Nul besoin de faire les présentations : Tardi domine le paysage (en compagnie de quelques anciens toujours vivants). Il n'a plus rien à prouver depuis lurette. Et je n'ai pas grand-chose à en dire, puisque ses dessins se passent de commentaires et que ses récits, de Adieu Brindavoine et Rumeurs sur le Rouergue à Moi, René Tardi, en passant par Le Démon des glaces, Adèle Blanc-Sec et les adaptations de Léo Malet, Jean-Patrick Manchette, Daniel Pennac (l'étrange et dérisoire La Débauche, où un tigre de zoo est mis au service d'une vengeance, si je me souviens bien) ou de Géo-Charles Véran (l'implacable Jeux pour mourir) ont assis l'autorité du puissant narrateur visuel.

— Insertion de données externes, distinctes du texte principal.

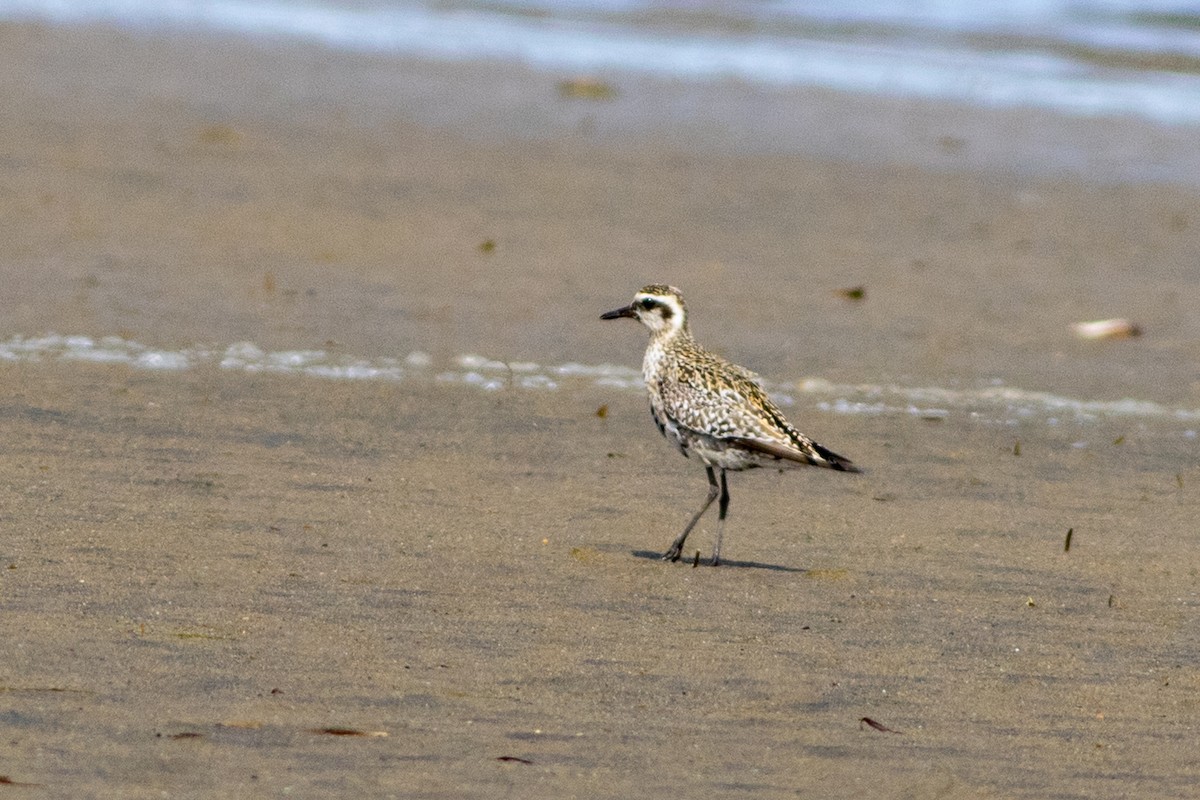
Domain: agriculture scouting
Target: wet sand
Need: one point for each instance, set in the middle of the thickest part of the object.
(205, 570)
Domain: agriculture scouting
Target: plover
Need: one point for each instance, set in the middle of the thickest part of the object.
(711, 408)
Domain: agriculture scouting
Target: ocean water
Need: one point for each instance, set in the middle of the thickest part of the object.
(1091, 58)
(1086, 58)
(991, 403)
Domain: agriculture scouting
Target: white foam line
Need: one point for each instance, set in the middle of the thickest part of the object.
(993, 403)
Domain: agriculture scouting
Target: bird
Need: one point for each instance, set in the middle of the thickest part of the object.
(713, 409)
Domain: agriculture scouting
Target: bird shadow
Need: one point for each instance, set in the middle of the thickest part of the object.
(689, 561)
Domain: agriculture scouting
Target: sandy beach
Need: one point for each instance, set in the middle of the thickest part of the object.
(211, 579)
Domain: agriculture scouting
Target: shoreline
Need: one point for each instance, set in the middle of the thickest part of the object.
(204, 571)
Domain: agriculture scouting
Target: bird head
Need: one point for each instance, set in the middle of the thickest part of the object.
(659, 307)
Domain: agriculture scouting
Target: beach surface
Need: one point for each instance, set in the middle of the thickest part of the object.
(220, 583)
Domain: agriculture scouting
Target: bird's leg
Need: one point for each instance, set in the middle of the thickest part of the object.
(723, 506)
(676, 548)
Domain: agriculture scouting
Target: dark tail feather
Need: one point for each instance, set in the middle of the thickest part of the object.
(805, 451)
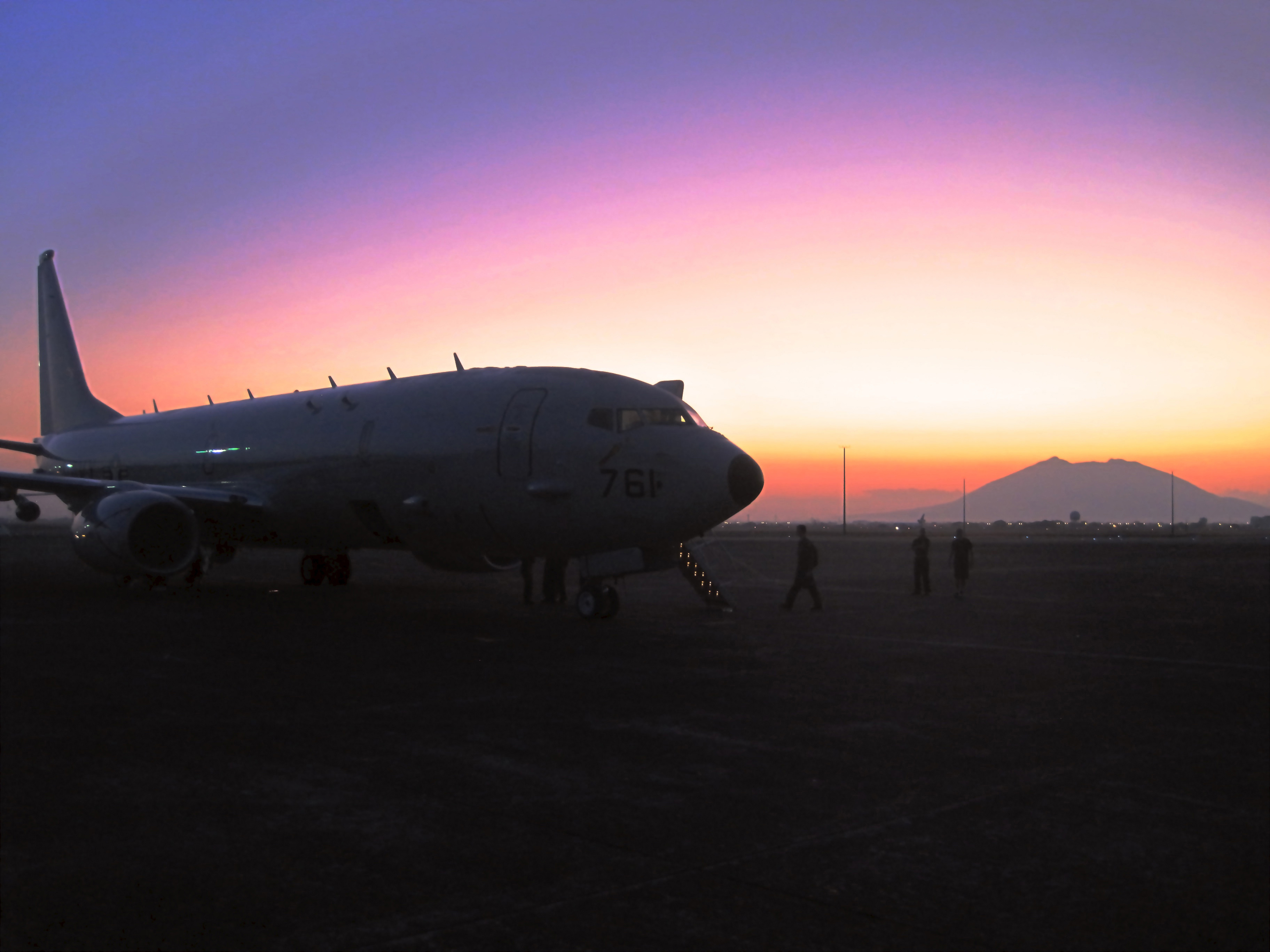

Je place à part l'énorme travail que Jacques Tardi a consacré à la guerre de 1914-1918, par lequel l'auteur a tenté de venger (mission impossible : ils ne seront jamais vengés) les millions de morts, toutes nations confondues, en leur élevant un cénotaphe digne de la boucherie industrielle à laquelle ils ont été sciemment envoyés (mais c'est la mort qui avait le plus gros appétit).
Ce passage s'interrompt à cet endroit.